One steam locomotive used on the tramway survived. Nancy was built in 1908 for the Stanton Ironworks Company. She is now preserved in working order at the Cavan and Leitrim Railway in Ireland.

Kelly's in 1885 also recorded the Duke of Rutland KG as lord of the manor and chief landowner. Within the village were a boot-and-shoe maker, two shopkeepers-cum-carriers, a shoemakers with post office, a butcher-cum-grocer, two carpenters, two tailors, two shopkeepers, a blacksmith, a baker-cum-beer retailer, two farmers, a butcher-cum-farmer, and a homeopathist. There were two public houses, the Rutland Arms and the Chequers, and a ladies boarding and day school. Living in the village was a gamekeeper and a farm bailiff, both in the employ of the Duke of Rutland, and a surgeon medical officer who was public vaccinator for the Denton district and Grantham Union. Five carriers from the village delivered to Grantham's Blue Man, Blue Ram, and Blue Bull public houses.

=== 20th century ===
The village was designated a conservation area by South Kesteven Council in 1997.

==Landmarks==
Woolsthorpe Grade II listed Anglican church is dedicated to St James. It was built of ironstone in 1845–47 by G. G. Place, replacing an earlier 1793 church on the same site. Kelly's wrote of the church and its history:The church of St. James is a building of stone, in the Decorated style, erected in 1845–6 from designs by Mr. G. G. Place, of Nottingham, and consisting of chancel, nave, aisles and a tower, as yet unfinished: it has a very elaborately carved Perpendicular font, and the east window and some others are stained... [following the destruction of the earlier church in 1643] services were afterwards held in the Chapel of St. Mary, a small building in the middle of the village, which was taken down in 1793, and a church erected on the same site: the present edifice will seat 400 persons. The register of baptisms date from 1663; marriages, 1662; burials, 1661. The living is a rectory, tithe rent-charge £80, net yearly value £230, including 38 acres of glebe with residence, in the gift of the Duke of Rutland K.G. and held since 1879 by the Rev. Edward Alfred Gillett M.A. of Exeter College, Oxford.
On Village Street is a Grade II listed former County Primary School and schoolmaster's house. It was built in the style of St James' Church. In 1885 Kelly's described the school as an "elementary School (mixed), built in 1871, at a cost of £1,200, for 120 children, with an average attendance of 112; & supported by voluntary subscriptions, school pence & government grant."
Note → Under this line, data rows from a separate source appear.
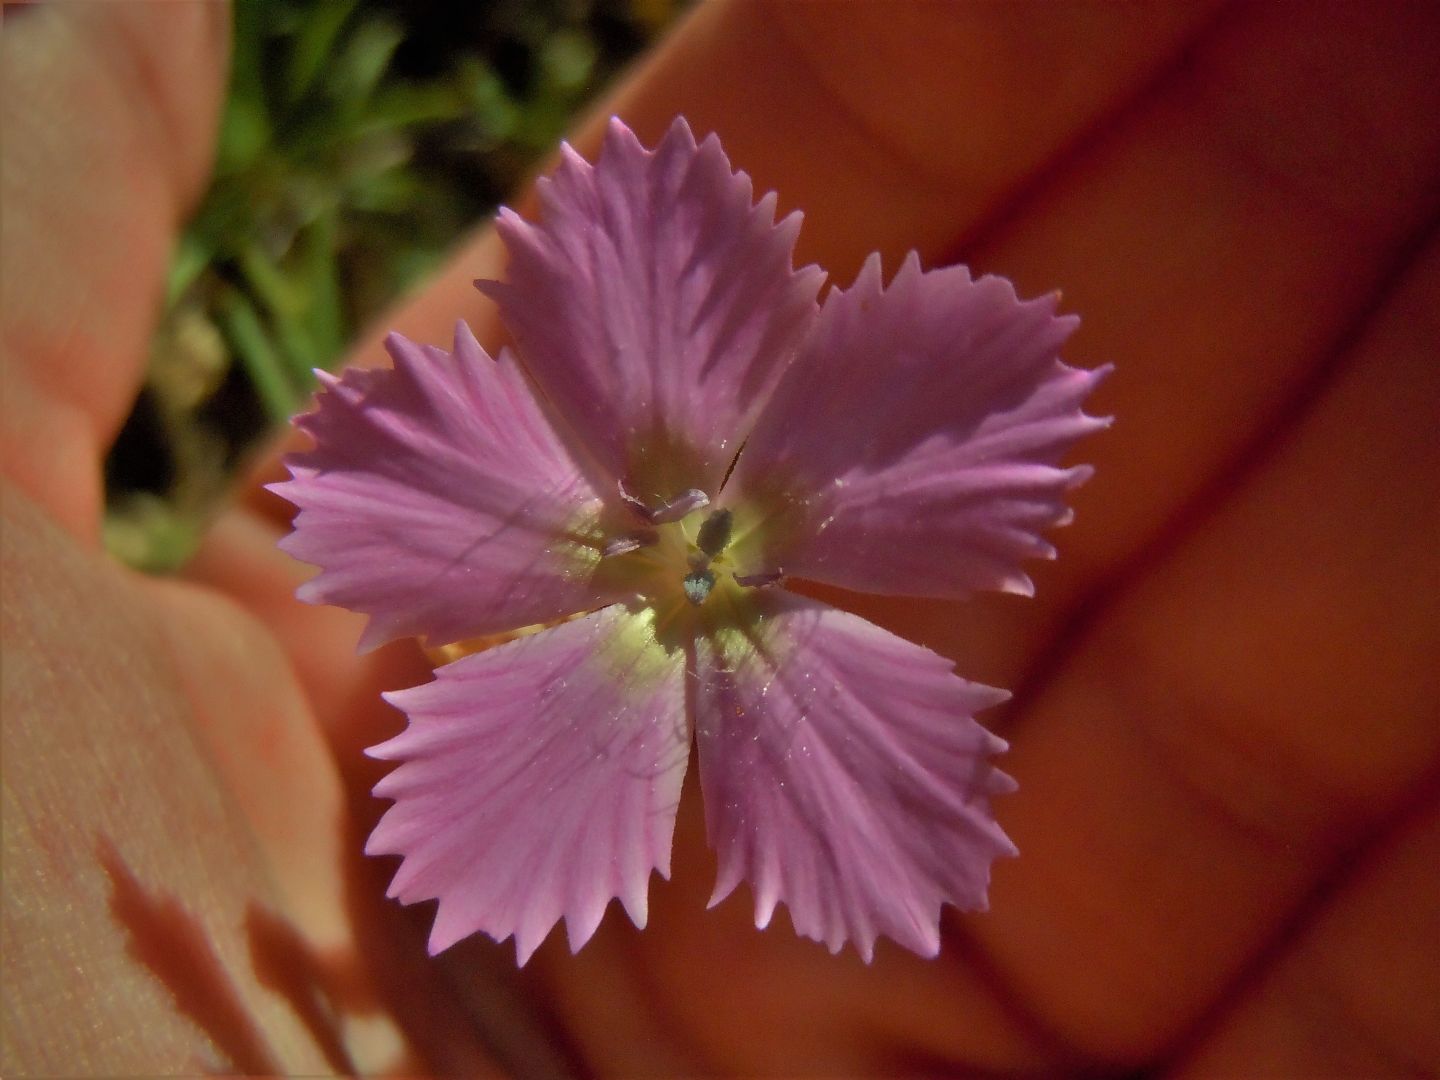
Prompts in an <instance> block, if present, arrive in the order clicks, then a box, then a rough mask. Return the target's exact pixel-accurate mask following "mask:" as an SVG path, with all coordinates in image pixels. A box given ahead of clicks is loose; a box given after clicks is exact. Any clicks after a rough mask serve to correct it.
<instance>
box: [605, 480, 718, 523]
mask: <svg viewBox="0 0 1440 1080" xmlns="http://www.w3.org/2000/svg"><path fill="white" fill-rule="evenodd" d="M619 490H621V498H622V500H625V501H626V503H628V504H629V505H631V508H634V510H635V513H636V514H639V516H641V517H644V518H645V520H647V521H649V523H651V524H652V526H664V524H670V523H671V521H678V520H680V518H683V517H685V514H690V513H693V511H696V510H700V508H703V507H707V505H710V495H707V494H706V492H704V491H701V490H700V488H688V490H685V491H681V492H680V494H678V495H675V497H674V498H670V500H661V501H660V503H658V504H657V505H649V504H647V503H644V501H642V500H638V498H635V495H632V494H631V492H629V491H628V490H626V487H625V481H624V480H622V481H619Z"/></svg>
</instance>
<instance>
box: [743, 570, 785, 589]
mask: <svg viewBox="0 0 1440 1080" xmlns="http://www.w3.org/2000/svg"><path fill="white" fill-rule="evenodd" d="M782 577H785V572H783V570H766V572H765V573H737V575H734V583H736V585H743V586H744V588H747V589H763V588H765V586H768V585H776V583H778V582H779V580H780V579H782Z"/></svg>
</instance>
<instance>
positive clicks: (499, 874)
mask: <svg viewBox="0 0 1440 1080" xmlns="http://www.w3.org/2000/svg"><path fill="white" fill-rule="evenodd" d="M386 700H389V701H390V703H392V704H393V706H396V707H397V708H402V710H403V711H405V713H406V714H408V716H409V720H410V723H409V727H406V730H405V732H403V733H402V734H399V736H396V737H395V739H390V740H389V742H386V743H382V744H380V746H376V747H372V749H370V750H369V753H370V755H372V756H374V757H383V759H386V760H397V762H402V765H400V766H399V768H397V769H396V770H395V772H392V773H390V775H387V776H386V778H384V779H383V780H380V783H379V785H377V786H376V789H374V793H376V795H380V796H383V798H387V799H395V805H393V806H392V808H390V809H389V811H386V814H384V816H383V818H382V819H380V824H379V825H377V827H376V829H374V832H373V834H372V835H370V841H369V844H366V851H367V852H369V854H372V855H380V854H399V855H403V857H405V860H403V861H402V863H400V868H399V871H397V873H396V876H395V880H393V881H392V884H390V896H393V897H399V899H400V900H402V901H403V903H408V904H409V903H415V901H418V900H428V899H431V897H439V901H441V903H439V912H438V913H436V917H435V926H433V929H432V930H431V952H432V953H438V952H441V950H442V949H446V948H449V946H451V945H452V943H455V942H458V940H459V939H461V937H467V936H468V935H472V933H475V932H477V930H482V932H484V933H487V935H490V936H491V937H494V939H495V940H504V939H505V937H508V936H510V935H514V937H516V955H517V959H518V962H520V963H524V962H526V960H527V959H528V958H530V953H531V952H534V949H536V946H539V945H540V942H541V940H544V937H546V935H547V933H549V932H550V929H552V927H553V926H554V924H556V922H559V920H560V919H562V917H563V919H564V920H566V930H567V935H569V939H570V948H572V949H579V948H580V946H582V945H583V943H585V942H586V940H589V937H590V935H592V933H595V927H596V926H599V922H600V917H602V916H603V914H605V909H606V906H608V904H609V901H611V899H612V897H619V899H621V903H622V904H624V906H625V910H626V912H629V916H631V919H634V920H635V924H636V926H644V924H645V916H647V888H648V884H649V871H651V868H655V870H660V873H661V874H662V876H665V877H668V876H670V842H671V834H672V831H674V822H675V806H677V804H678V799H680V785H681V780H683V778H684V773H685V762H687V756H688V753H690V729H688V723H687V721H685V703H684V651H683V649H671V651H668V652H667V649H665V648H664V647H661V645H660V644H658V642H657V641H655V638H654V631H652V624H651V621H649V618H648V616H644V615H632V613H631V612H628V611H626V609H625V608H622V606H613V608H606V609H605V611H600V612H595V613H592V615H588V616H585V618H583V619H577V621H575V622H567V624H562V625H559V626H554V628H550V629H546V631H540V632H537V634H533V635H530V636H526V638H520V639H517V641H513V642H510V644H507V645H501V647H498V648H494V649H490V651H487V652H478V654H474V655H469V657H465V658H464V660H458V661H455V662H454V664H448V665H445V667H442V668H439V670H438V671H436V672H435V681H433V683H428V684H425V685H422V687H415V688H413V690H402V691H399V693H395V694H386Z"/></svg>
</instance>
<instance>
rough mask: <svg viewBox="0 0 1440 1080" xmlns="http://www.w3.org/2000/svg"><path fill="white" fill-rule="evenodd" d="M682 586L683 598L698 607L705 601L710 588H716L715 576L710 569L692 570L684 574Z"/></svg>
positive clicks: (710, 588)
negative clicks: (693, 571) (710, 571)
mask: <svg viewBox="0 0 1440 1080" xmlns="http://www.w3.org/2000/svg"><path fill="white" fill-rule="evenodd" d="M683 588H684V590H685V599H687V600H690V602H691V603H693V605H696V606H697V608H698V606H700V605H701V603H704V602H706V598H707V596H708V595H710V590H711V589H714V588H716V576H714V575H713V573H711V572H710V570H694V572H693V573H687V575H685V580H684V582H683Z"/></svg>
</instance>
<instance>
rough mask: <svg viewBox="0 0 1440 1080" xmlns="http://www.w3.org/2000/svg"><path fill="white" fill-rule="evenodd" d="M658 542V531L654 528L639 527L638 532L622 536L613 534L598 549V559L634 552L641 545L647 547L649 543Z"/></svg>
mask: <svg viewBox="0 0 1440 1080" xmlns="http://www.w3.org/2000/svg"><path fill="white" fill-rule="evenodd" d="M658 543H660V533H657V531H655V530H654V528H641V530H639V531H638V533H625V534H624V536H615V537H611V539H609V540H606V541H605V547H602V549H600V559H609V557H612V556H616V554H625V553H626V552H635V550H638V549H641V547H649V546H651V544H658Z"/></svg>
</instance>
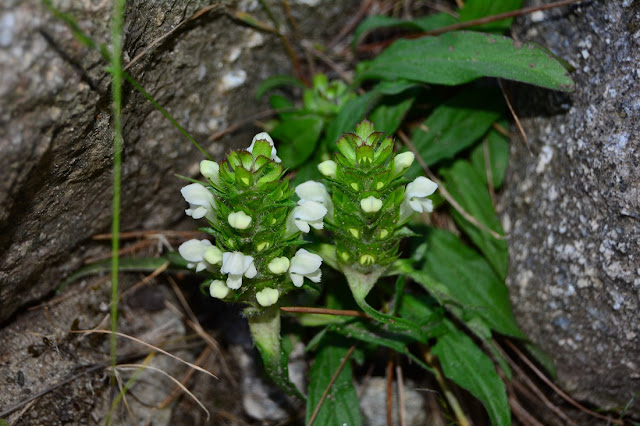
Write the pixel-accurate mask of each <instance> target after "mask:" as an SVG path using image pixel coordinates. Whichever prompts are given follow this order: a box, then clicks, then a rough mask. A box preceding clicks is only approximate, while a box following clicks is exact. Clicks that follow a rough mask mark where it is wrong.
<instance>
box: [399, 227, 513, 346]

Further listed buildings include the red-brick mid-18th-century Woolsthorpe House on Belvoir Lane, and the red-brick Rectory on Rectory Lane, dating from the late 18th century. Pevsner mentions the wharf on the Grantham Canal which was used to unload stone, and "charming lock cottages".

Of the ironstone workings little can be seen today except for the remains of the cable worked incline and the remains of the branch railway. In places it can be seen that the level of the fields and lanes has been lowered.